Kenerly did not return a phone call from the AJC Wednesday.

But in comments to the AJC, Cleveland said he is not the hard-core racist he’s been made out to be, claiming he has moderated his views over the years.

“The thing that I think is not accurate and/or misunderstood is, that was my upbringing,” the 67-year-old contractor said. “There is a whole lot of other people who grew up the same way I did.”

He said he has changed over the years.

“People think I’m completely intolerant. That’s no way the case. We just came back from a vacation in Florida. We had a black couple two doors down and I talked to them,” he said, adding that he had a “nice conversation.”

“I don’t have a problem with blacks. I don’t. I haven’t been that way in years,” he said. “I’ve seen the world change. I’ve seen the work environment change, and I’ve changed with it. I am not an intolerant person.”

That said, Cleveland defended his views on interracial marriage.

"I still think that whites should marry whites and blacks should marry blacks," he said. In a separate interview with the AJC's Bill Torpy, Cleveland said the races should remain "pure."

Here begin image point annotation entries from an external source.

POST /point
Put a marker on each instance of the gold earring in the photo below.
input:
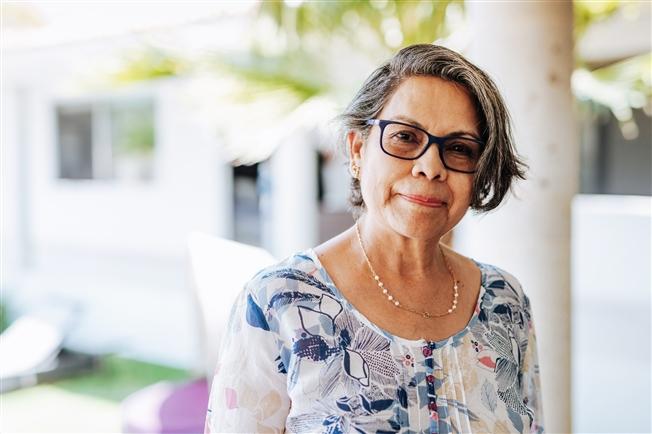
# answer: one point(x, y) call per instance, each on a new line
point(355, 169)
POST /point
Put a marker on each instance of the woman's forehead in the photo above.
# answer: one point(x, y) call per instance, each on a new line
point(434, 104)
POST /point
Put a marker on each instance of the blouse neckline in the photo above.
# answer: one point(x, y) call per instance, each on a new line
point(405, 341)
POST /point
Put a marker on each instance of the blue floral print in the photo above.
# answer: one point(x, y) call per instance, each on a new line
point(298, 357)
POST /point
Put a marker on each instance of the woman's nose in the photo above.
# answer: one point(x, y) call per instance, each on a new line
point(430, 164)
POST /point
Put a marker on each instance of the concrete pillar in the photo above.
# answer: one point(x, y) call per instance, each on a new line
point(293, 196)
point(527, 48)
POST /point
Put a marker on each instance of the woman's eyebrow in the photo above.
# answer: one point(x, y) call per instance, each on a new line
point(409, 120)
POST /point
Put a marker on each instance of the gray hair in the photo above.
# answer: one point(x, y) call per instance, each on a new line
point(499, 164)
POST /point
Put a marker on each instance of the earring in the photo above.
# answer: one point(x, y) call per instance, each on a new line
point(355, 171)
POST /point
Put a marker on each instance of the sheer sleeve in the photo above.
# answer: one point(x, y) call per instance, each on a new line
point(249, 392)
point(531, 377)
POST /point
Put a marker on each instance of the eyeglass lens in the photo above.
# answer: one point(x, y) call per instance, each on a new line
point(402, 141)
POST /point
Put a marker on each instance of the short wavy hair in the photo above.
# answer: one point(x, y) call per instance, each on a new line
point(499, 164)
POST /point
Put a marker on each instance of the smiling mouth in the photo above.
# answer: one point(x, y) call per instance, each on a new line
point(425, 201)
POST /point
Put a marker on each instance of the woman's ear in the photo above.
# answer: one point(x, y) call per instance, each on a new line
point(355, 144)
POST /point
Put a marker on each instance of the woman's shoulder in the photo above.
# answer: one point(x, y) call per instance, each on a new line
point(502, 284)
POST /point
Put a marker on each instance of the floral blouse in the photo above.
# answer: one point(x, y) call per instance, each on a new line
point(298, 357)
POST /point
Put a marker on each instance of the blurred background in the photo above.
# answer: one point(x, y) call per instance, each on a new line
point(151, 150)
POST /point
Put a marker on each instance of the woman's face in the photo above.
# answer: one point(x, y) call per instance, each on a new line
point(439, 107)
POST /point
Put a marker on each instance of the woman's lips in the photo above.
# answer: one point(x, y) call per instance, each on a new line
point(423, 200)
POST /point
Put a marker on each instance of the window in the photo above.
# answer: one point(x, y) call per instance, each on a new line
point(106, 140)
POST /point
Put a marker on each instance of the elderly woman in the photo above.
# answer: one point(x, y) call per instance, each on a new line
point(384, 328)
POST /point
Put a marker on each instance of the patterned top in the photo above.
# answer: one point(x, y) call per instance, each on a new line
point(298, 357)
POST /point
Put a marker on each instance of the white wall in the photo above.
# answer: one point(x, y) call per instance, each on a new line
point(611, 336)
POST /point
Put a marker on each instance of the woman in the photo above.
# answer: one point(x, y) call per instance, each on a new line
point(383, 328)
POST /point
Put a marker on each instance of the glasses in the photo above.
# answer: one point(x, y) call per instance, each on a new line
point(407, 142)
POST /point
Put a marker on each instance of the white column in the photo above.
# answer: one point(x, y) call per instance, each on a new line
point(527, 48)
point(294, 207)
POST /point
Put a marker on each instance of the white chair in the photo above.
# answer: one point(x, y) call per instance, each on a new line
point(220, 268)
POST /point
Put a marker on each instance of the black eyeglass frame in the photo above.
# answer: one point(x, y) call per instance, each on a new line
point(382, 123)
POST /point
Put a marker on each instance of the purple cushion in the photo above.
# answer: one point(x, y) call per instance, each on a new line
point(166, 407)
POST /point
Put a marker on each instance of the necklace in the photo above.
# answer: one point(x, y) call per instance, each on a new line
point(393, 299)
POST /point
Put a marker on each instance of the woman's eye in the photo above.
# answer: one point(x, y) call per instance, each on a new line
point(407, 137)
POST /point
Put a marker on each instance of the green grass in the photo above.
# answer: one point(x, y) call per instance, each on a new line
point(88, 403)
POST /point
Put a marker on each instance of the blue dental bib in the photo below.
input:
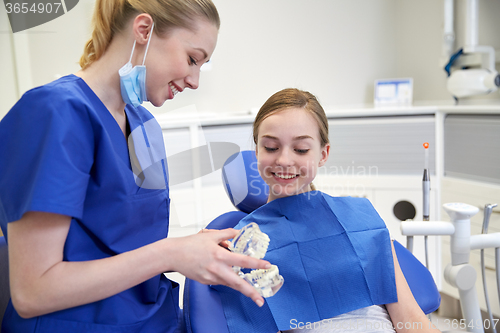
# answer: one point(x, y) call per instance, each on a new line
point(334, 254)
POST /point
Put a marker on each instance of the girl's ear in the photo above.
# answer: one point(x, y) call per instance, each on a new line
point(325, 152)
point(142, 27)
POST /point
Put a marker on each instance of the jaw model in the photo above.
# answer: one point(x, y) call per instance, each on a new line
point(253, 242)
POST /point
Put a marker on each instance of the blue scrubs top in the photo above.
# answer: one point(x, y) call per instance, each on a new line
point(63, 152)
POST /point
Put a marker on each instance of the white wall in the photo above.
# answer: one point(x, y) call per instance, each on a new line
point(333, 48)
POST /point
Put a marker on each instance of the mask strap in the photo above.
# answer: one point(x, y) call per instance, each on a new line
point(131, 54)
point(147, 46)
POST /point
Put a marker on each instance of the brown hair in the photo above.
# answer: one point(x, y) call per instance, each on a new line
point(293, 98)
point(111, 16)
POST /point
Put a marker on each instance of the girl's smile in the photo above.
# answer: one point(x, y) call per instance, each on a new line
point(289, 152)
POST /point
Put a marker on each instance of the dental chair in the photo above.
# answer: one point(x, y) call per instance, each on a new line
point(4, 278)
point(202, 310)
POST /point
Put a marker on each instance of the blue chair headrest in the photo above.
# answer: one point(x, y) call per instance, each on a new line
point(242, 182)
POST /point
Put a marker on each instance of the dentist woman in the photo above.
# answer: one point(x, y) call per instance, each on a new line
point(87, 233)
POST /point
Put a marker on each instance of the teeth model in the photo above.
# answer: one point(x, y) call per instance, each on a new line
point(252, 242)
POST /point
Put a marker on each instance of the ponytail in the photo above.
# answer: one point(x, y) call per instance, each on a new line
point(111, 16)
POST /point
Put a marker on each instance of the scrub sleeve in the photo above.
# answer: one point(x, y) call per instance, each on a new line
point(62, 152)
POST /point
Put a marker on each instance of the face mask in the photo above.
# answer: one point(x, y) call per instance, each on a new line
point(133, 79)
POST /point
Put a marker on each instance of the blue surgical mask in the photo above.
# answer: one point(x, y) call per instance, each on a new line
point(133, 79)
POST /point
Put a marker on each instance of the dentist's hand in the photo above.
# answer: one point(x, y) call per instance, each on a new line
point(202, 257)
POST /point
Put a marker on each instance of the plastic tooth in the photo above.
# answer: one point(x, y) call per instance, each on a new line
point(254, 243)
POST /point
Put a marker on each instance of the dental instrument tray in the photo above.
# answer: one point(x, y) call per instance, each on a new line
point(252, 242)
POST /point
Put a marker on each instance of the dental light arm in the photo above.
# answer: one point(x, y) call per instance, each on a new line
point(252, 242)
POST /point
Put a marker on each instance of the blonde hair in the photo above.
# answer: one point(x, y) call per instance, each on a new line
point(111, 16)
point(294, 98)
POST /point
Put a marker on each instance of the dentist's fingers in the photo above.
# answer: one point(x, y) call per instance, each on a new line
point(199, 257)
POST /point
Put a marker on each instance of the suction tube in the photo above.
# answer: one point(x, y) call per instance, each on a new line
point(486, 221)
point(426, 190)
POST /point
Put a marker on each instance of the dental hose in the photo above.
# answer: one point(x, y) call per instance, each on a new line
point(486, 299)
point(497, 268)
point(487, 213)
point(426, 189)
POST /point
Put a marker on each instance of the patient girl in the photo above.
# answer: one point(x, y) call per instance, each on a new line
point(335, 254)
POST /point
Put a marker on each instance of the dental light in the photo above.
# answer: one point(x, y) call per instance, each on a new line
point(470, 82)
point(477, 81)
point(252, 242)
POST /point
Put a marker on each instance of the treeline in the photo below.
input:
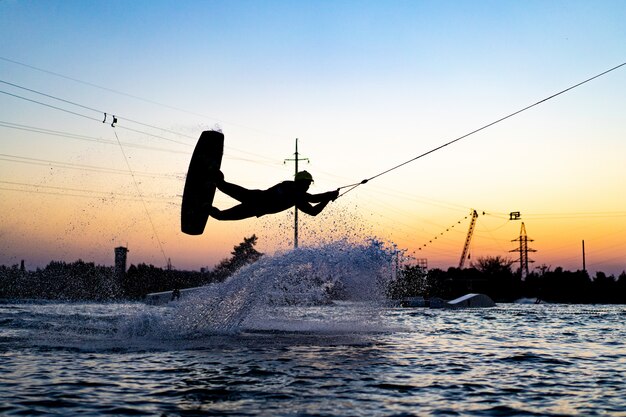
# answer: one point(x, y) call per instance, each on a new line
point(85, 281)
point(494, 276)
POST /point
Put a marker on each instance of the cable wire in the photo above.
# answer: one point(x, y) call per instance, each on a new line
point(353, 186)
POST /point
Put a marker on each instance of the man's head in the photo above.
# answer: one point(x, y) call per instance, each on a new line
point(303, 179)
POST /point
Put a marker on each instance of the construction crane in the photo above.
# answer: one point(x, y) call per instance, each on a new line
point(468, 239)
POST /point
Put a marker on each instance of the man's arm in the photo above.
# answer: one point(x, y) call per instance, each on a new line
point(323, 200)
point(319, 198)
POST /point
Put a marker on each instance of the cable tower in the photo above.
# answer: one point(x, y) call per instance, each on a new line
point(296, 159)
point(523, 251)
point(468, 239)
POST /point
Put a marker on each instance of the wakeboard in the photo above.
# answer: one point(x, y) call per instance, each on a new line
point(199, 191)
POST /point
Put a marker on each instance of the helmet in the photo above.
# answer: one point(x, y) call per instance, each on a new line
point(303, 175)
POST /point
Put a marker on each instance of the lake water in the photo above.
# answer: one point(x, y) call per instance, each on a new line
point(240, 349)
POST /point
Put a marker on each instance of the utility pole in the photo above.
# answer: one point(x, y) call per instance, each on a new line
point(468, 239)
point(523, 251)
point(296, 159)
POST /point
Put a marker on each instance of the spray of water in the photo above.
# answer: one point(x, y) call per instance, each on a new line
point(265, 295)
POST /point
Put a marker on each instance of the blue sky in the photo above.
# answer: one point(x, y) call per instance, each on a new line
point(363, 85)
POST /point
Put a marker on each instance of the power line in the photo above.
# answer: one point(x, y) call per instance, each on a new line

“Part of the reason for it, and I’ve talked to my pastor about it, it can create problems,” he said. He recalled the example of Forsyth County, a north Georgia County that violently purged its black population a century ago and become internationally infamous in 1987 when residents pelted civil rights marchers with bricks and bottles.

“You know how it used to be in Forsyth County. A black couldn’t spend the night there,” he said.

Cleveland sounded less resolute than when he exchanged words after a city meeting Monday with a small group of critics calling for his resignation.

“I’m sorry all this happened,” he said.